Urban Renewal Agency looks for residents to revitalize empty houses
Sometimes having no neighbors makes for the worst kind of neighbors. That’s the case for Khreltz Vest, who lives a couple of blocks east of McKinley-Brighton Elementary School on Pleasant Avenue with her husband, three children and dogs. Both houses next to her home are vacant.
“These two houses are a hazard. They are a draw for all kinds of vermin,” Vest said, as she explained that she’s seen rats, which have infiltrated the building to the east of her home, scurrying around. The woman two doors east said the rats have overrun her porch before, too. Vest said an elderly lady owns the property but doesn’t live there anymore. The woman’s children, Vest said, pay the taxes, but don’t take care of the place. In their absence rats, squirrels, bats and other wildlife have taken refuge inside.
Kids have snuck into the house to the west of Vest’s home to smoke marijuana; she said she could tell from the smell that wafts over. The city owns the property and has told Vest that it will be torn down, but she’s been waiting for a few years now.
The ramshackle vacancies dramatically depreciate the value of her home, which she and her husband have been renovating themselves since they bought it three years ago. She calls the buildings’ possible demolition “the dream of tearing them down.”
Many South Side residents share the Vests’ problem. There are 1,152 vacant houses on the South Side, the most of any Syracuse city neighborhood, according to the 2010 Syracuse Housing Plan. More than one of every five houses is vacant. Paul Driscoll, commissioner of the city’s department of neighborhood and business development, called it a “city housing epidemic.”
But with federal and state money having mostly dried up, Driscoll said the city will have to try a new strategy for rehabbing blocks of vacant properties, a strategy that could potentially have a lot of upside for South Side residents.
Under a new plan, an agency that’s part city and part corporation will be in charge of the properties, with more flexibility to find owners that will care for them. Driscoll said two changes will allow the agency, called the Syracuse Urban Renewal Agency, find better matches.
First, the agency, unlike the city, will not have to sell the property to the highest bidder. Instead, it will also look at the bidder’s plan to renovate the property, giving well-intended people who may have less money a chance to buy. This means that qualified South Side residents who couldn’t afford the higher prices may still win an auction based on their plan to, for instance, tend and rehab a lawn or build a driveway.
“We can look at each proposal separately and say, ‘What does this person wish to do with this property?’ We can then more properly unload property that is tax-delinquent or code-violated but the city never had the stomach to take it from the owner,” Driscoll said.
The new arrangement will allow the agency to take property back if the new owner doesn’t begin to revitalize it within a certain amount of time — something the city couldn’t do — to ensure properties improve.

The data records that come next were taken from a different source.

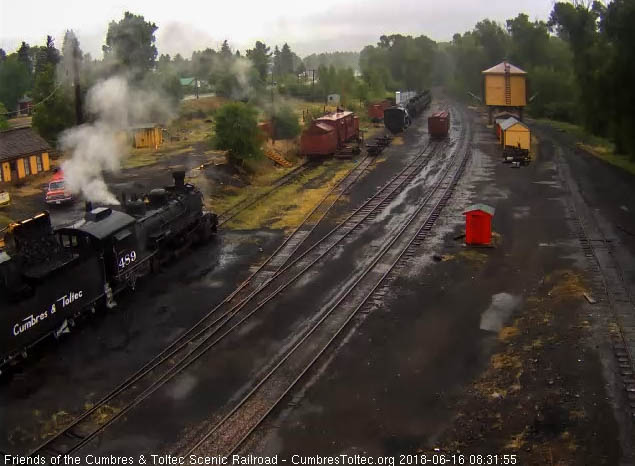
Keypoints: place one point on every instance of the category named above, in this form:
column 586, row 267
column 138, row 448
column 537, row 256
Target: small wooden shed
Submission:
column 478, row 224
column 515, row 134
column 148, row 135
column 23, row 153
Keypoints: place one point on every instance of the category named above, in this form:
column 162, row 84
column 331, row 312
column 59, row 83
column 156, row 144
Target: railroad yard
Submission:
column 366, row 325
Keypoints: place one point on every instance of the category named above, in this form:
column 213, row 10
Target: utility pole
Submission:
column 79, row 117
column 273, row 111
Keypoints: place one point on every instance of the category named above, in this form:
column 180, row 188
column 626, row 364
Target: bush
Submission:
column 285, row 123
column 236, row 130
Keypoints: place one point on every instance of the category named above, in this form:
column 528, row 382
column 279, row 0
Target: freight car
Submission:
column 329, row 133
column 49, row 277
column 376, row 110
column 398, row 118
column 439, row 124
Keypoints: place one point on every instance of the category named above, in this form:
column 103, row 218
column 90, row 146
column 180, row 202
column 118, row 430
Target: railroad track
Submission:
column 75, row 435
column 243, row 205
column 196, row 342
column 233, row 429
column 608, row 283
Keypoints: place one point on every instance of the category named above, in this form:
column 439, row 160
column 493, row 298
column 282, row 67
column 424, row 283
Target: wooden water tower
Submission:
column 505, row 87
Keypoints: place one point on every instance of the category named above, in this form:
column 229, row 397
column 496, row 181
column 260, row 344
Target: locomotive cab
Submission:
column 111, row 234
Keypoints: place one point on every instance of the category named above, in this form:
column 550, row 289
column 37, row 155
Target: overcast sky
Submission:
column 308, row 26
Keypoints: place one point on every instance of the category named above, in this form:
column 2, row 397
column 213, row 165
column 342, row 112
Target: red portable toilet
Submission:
column 478, row 224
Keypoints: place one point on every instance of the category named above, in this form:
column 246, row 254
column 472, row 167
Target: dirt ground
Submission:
column 479, row 351
column 486, row 351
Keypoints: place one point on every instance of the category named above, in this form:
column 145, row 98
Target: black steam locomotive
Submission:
column 398, row 117
column 48, row 277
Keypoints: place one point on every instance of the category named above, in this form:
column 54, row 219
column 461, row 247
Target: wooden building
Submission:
column 23, row 153
column 505, row 87
column 147, row 135
column 25, row 105
column 515, row 133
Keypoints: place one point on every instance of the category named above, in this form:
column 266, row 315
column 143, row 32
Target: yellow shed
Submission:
column 515, row 134
column 147, row 135
column 23, row 153
column 505, row 86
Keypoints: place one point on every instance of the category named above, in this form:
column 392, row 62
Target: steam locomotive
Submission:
column 49, row 277
column 398, row 117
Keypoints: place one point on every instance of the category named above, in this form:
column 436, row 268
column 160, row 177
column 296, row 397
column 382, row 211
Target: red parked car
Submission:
column 56, row 192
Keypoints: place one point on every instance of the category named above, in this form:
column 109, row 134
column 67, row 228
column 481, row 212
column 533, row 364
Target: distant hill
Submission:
column 337, row 59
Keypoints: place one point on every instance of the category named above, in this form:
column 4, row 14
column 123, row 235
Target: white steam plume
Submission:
column 100, row 146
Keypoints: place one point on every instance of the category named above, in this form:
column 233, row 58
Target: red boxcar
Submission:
column 439, row 124
column 318, row 139
column 345, row 124
column 376, row 110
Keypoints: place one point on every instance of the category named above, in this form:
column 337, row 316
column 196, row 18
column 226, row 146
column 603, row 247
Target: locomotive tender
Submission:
column 49, row 277
column 398, row 117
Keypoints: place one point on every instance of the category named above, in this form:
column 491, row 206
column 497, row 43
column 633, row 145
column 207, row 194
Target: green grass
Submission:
column 289, row 204
column 597, row 146
column 4, row 220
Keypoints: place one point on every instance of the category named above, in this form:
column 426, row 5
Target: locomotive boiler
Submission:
column 399, row 117
column 49, row 277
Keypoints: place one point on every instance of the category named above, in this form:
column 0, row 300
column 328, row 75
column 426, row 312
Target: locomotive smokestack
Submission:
column 179, row 178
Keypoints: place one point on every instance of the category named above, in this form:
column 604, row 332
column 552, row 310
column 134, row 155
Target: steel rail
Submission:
column 191, row 357
column 199, row 350
column 185, row 338
column 243, row 205
column 423, row 230
column 183, row 341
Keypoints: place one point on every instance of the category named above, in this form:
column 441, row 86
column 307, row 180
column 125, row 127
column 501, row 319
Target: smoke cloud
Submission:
column 100, row 146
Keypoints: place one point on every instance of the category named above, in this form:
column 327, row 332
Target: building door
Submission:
column 14, row 169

The second big change will be that the agency will use nonprofit neighborhood developers, like Home HeadQuarters or Jubilee Homes, in a new role: to look at the needs of entire neighborhood blocks, house by house, so they can explain to the city exactly what should be done to rehab the entire area.
“That’s what we think these neighborhood groups are best at. Their boards are made up of neighborhood residents, so they should know better than the city what the nuances of a block or area are,” Driscoll said. “If five houses need gut rehabs and two need to come down and one needs to be built and we need to subdivide some land into performing property, that’s what we want to know. We want to know the whole plan.”
This block-level approach will prevent the city from repeating mistakes it has made in the past — in particular, revitalizing individual houses that were next to properties so worn down they greatly reduced the new buildings’ value before anyone even moved in.
“We’ve built a $200,000 house that, before the people even moved in, a bank appraisal put at $50,000 because the housing around it was so dilapidated,” Driscoll explained.
Vest said the old system also made the city seem out of touch.
“The city doesn’t know what’s going on. To them this is just an address on the list,” she said.
In order for this new strategy to take place, the Planning Commission, the Common Council and the agency itself must approve it, since the agency already exists but will be performing a new role. Driscoll anticipated all of that being done soon, so the mayor can give the go-ahead to start seizing properties.
This new system, in broad strokes, is the large-scale approach the city will take to redevelop vacant properties and revitalize neighborhoods. There will also be smaller-scale plans, such as the recently announced partnership between the city and the Syracuse Housing Authority to build 50 single-family homes on the South Side as public housing for low-income families.
Driscoll hesitated to estimate how many properties could be seized and renovated yearly under the new plan, but did venture a guess.
“It could be in the hundreds rather than the tens that we are turning over now.”
The Vests hope that the run-down properties that have surrounded their home for years will be one of those fixed quickly. Khreltz Vest said that if the “dream of tearing them down” became a reality, she’d like to try to buy both lots on each side of her home: one for a driveway, the other for a yard.